Most HF transceivers include an attenuator button that reduces incoming signal levels by 10-20 dB. You’ll use it during contest weekends on crowded bands, at Field Day when operating near other transmitters, or any time strong signals are drowning out what you’re trying to hear.

Cleaning Up What You Hear #

The next big barrier to clarity is that with SSB you have no carrier, which means unlike with FM there is no “full quieting” on a signal; particularly clear signals are easier to hear only because they are louder and more crisp than the noise around them. You still have to listen to all of that noise, and that can make it hard to understand what you are listening to.

Most receivers include three tools to help you cut through the noise:

Key Information:

• The notch filter found on many HF transceivers reduces interference from carriers in the receiver passband.
• A noise blanker works by reducing receiver gain during a noise pulse.
• As a receiver’s noise reduction control level is increased, received signals may become distorted.

Each tackles a different problem. The notch filter cuts out a very narrow slice of frequencies—perfect for removing that steady whistle from another station’s carrier or a local computer sitting right on top of your signal. Manual versions let you tune to exactly where the interference is; automatic ones hunt it down for you.

The noise blanker handles pulse-type interference from electric fences, power lines, and vehicle ignition. It works like lightning-fast earmuffs—when it detects a noise pulse, it momentarily mutes the receiver to cut out the pop, then opens back up between pulses. Works great on regular pulses; won’t help much with steady noise.

DSP noise reduction takes a different approach. It analyzes the incoming signal, tries to distinguish signal from noise, and suppresses what it thinks is noise. Light settings can pull weak signals up from the hiss wonderfully. Crank it too high and voices turn robotic and weak signals disappear—the algorithm guesses wrong. Start low and increase gradually until the signal sounds clearer, backing off if it gets weird.

Use what you need, turn off what’s not helping. Every control affects your signal somehow.

Understanding What the S-Meter Tells You #

How strong is that station you’re hearing? The S-meter gives you the answer.

Key Information:

• An S meter measures received signal strength.
• One S unit typically represents 6 dB change in signal strength.

The scale runs from S1 (barely detectable) through S9 (strong signal), then continues as “dB over S9” for really powerful signals—you’ll hear reports like “20 over S9” or “40 over S9.” You should remember from our earlier discussions about decibels that 6 dB represents a factor of four in power, so S9 is four times more powerful than S8, and sixteen times more powerful than S7.

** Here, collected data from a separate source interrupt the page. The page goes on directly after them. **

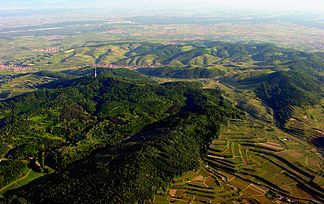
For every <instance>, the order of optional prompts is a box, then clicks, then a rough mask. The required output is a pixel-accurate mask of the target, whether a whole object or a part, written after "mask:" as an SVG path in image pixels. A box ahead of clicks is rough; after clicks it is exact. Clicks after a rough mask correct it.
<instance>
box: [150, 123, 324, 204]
mask: <svg viewBox="0 0 324 204" xmlns="http://www.w3.org/2000/svg"><path fill="white" fill-rule="evenodd" d="M292 148H293V149H292ZM323 165H324V164H323V161H322V160H321V157H320V156H319V155H318V153H317V151H316V150H315V149H313V147H311V146H310V145H308V144H307V143H305V142H303V141H301V140H298V139H296V138H294V137H292V136H290V135H288V134H286V133H284V132H282V131H280V130H279V129H277V128H274V127H273V126H272V125H271V124H265V123H262V122H259V121H243V120H233V121H231V122H230V123H229V124H228V125H227V126H226V127H223V129H222V133H221V136H220V138H219V139H217V140H215V141H214V142H213V143H212V144H211V145H210V147H209V150H208V155H207V158H206V160H205V165H204V166H203V167H202V169H201V170H199V171H197V172H190V173H188V174H186V175H184V176H182V177H180V178H177V179H174V180H173V183H172V185H171V187H170V190H169V192H168V195H167V196H161V195H158V196H156V197H155V199H154V203H169V202H171V203H189V202H192V201H194V203H224V202H225V203H227V202H229V203H235V202H244V203H273V202H275V201H281V202H291V201H298V202H301V203H310V202H315V203H321V202H324V200H323V197H324V189H323V187H324V182H323V179H324V178H323V173H322V172H321V171H322V169H323Z"/></svg>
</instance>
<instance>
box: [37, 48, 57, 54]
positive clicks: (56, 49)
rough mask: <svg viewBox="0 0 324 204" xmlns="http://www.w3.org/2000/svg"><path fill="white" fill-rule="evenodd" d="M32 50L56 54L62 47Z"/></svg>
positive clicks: (37, 51)
mask: <svg viewBox="0 0 324 204" xmlns="http://www.w3.org/2000/svg"><path fill="white" fill-rule="evenodd" d="M32 51H33V52H37V53H48V54H56V53H58V52H62V51H63V49H60V48H44V49H32Z"/></svg>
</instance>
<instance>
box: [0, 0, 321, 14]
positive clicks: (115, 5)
mask: <svg viewBox="0 0 324 204" xmlns="http://www.w3.org/2000/svg"><path fill="white" fill-rule="evenodd" d="M0 7H1V9H10V8H43V7H48V8H87V7H91V8H102V7H105V8H115V9H116V8H117V9H118V8H128V9H132V8H134V9H138V8H143V9H146V10H150V9H152V10H153V9H155V10H156V9H159V8H161V9H167V8H172V10H175V9H199V8H202V9H203V8H224V7H229V8H234V9H241V8H253V9H254V8H262V9H277V10H287V9H300V10H303V9H305V10H317V11H321V10H322V11H323V12H324V0H0Z"/></svg>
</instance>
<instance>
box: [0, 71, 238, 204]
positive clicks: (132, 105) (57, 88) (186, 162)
mask: <svg viewBox="0 0 324 204" xmlns="http://www.w3.org/2000/svg"><path fill="white" fill-rule="evenodd" d="M121 72H122V75H123V76H122V77H118V76H112V75H105V74H101V75H100V77H99V78H97V79H94V78H90V77H85V78H80V79H74V80H72V81H71V80H68V81H65V82H62V83H63V84H61V85H59V84H54V85H53V86H52V87H51V89H43V90H39V91H36V92H34V93H31V94H26V95H23V96H20V97H17V98H14V99H11V100H9V101H7V102H5V103H2V105H1V109H0V112H1V114H0V115H1V130H0V134H1V140H2V142H4V143H7V144H11V145H19V144H20V145H19V146H18V147H17V148H15V149H13V150H11V151H10V152H8V154H7V155H6V157H8V158H12V159H16V160H22V159H25V158H26V157H28V156H34V157H36V158H37V159H39V160H40V161H41V162H40V163H41V167H40V168H43V169H46V168H48V167H51V168H54V169H58V170H60V171H57V172H56V173H53V174H50V175H48V176H45V177H42V178H41V179H38V180H35V181H33V182H31V183H30V184H28V185H26V186H23V187H21V188H18V189H16V190H12V191H9V192H7V193H6V197H7V199H8V200H10V199H15V201H24V200H27V201H30V202H33V203H51V202H55V203H75V202H82V203H91V202H93V201H94V200H95V201H96V202H105V201H107V200H109V201H110V202H112V203H134V202H141V203H142V202H144V201H145V200H149V199H151V198H152V196H153V195H154V194H155V193H157V192H158V191H162V190H163V189H164V188H166V187H167V186H168V185H169V183H170V181H171V179H172V178H174V177H175V176H178V175H181V174H183V173H184V172H187V171H189V170H193V169H195V168H198V167H199V165H200V162H201V158H202V157H203V156H204V155H205V153H206V151H207V146H208V144H209V143H210V142H211V141H212V139H213V138H216V137H217V136H218V134H219V129H220V125H221V124H222V123H225V122H226V121H227V120H228V119H229V118H237V117H242V112H241V111H240V110H238V109H236V108H235V107H234V106H233V105H232V104H231V103H230V102H229V101H227V100H226V99H224V98H223V97H222V96H221V94H220V93H219V92H218V91H216V90H203V89H201V87H200V85H199V84H195V83H194V84H192V83H186V82H177V83H166V84H162V85H157V84H156V83H154V82H153V81H150V80H149V79H147V78H145V77H142V76H141V75H138V74H135V75H134V72H125V71H121ZM127 75H131V76H132V78H133V79H128V77H127ZM143 80H144V81H145V82H143ZM55 87H61V88H55ZM35 145H36V146H37V147H40V146H41V147H42V149H35V148H31V147H32V146H33V147H35ZM26 146H27V147H29V148H26ZM98 148H100V150H99V149H98ZM94 149H97V150H96V152H93V153H92V154H91V151H92V150H94ZM42 152H43V153H42ZM81 152H82V153H83V154H81ZM73 161H74V163H71V162H73ZM64 167H66V168H64ZM17 197H18V198H17Z"/></svg>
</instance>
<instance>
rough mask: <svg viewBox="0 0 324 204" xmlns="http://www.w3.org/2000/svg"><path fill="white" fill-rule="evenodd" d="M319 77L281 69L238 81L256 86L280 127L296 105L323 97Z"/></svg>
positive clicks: (297, 105)
mask: <svg viewBox="0 0 324 204" xmlns="http://www.w3.org/2000/svg"><path fill="white" fill-rule="evenodd" d="M321 80H322V79H321V78H320V77H319V76H318V77H316V76H313V75H311V74H308V73H307V72H305V70H304V71H301V70H299V71H281V72H274V73H272V74H269V75H265V76H263V75H261V76H257V77H252V78H250V79H246V80H242V81H240V84H243V85H248V86H253V87H256V93H257V95H258V96H259V97H260V98H261V99H263V100H264V101H265V102H266V103H267V105H268V106H270V107H271V108H272V109H273V110H274V113H275V118H276V120H277V122H278V124H279V125H280V126H281V127H284V125H285V123H286V122H287V120H288V119H289V118H290V117H291V116H292V113H293V108H294V107H296V106H299V107H307V106H313V105H316V104H319V103H320V100H321V99H322V98H323V97H324V89H323V83H322V82H321Z"/></svg>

The dB scale compresses huge power differences into manageable numbers:

Key Information:

• A signal that reads 20 dB over S9 is 100 times more powerful than one that reads S9.
• Power output must be raised approximately 4 times to change the S meter reading on a distant receiver from S8 to S9.

Since 10 dB = $10 \times$ power, then 20 dB = $10 \times 10 = 100$ times the power. This has practical implications: going from 100 watts to 400 watts just to move up one S-unit! This is why antenna improvements (which can give you 3-6 dB or more) often beat power increases for improving your signal.

One thing to keep in mind about S-meters is that they’re not very accurate. One radio’s S9 might be another’s S7. They’re calibrated differently and respond differently to the same signal. It isn’t intended to be a precise measurement, it’s just useful for relative measurements—comparing two antennas, watching propagation change over time, or tracking a signal’s strength. Don’t obsess over absolute accuracy. When someone gives you “59” it means “I can hear you fine.” A “52” means “you’re weak but readable.”

Moving on from receiving #

Just like we covered receiving here first and are about to discuss transmitting, always listen before you start transmitting on a frequency; a lot of frustration is caused when someone turns on and keys up in the 5 second gap someone left while taking a quick drink in the middle of their QSO!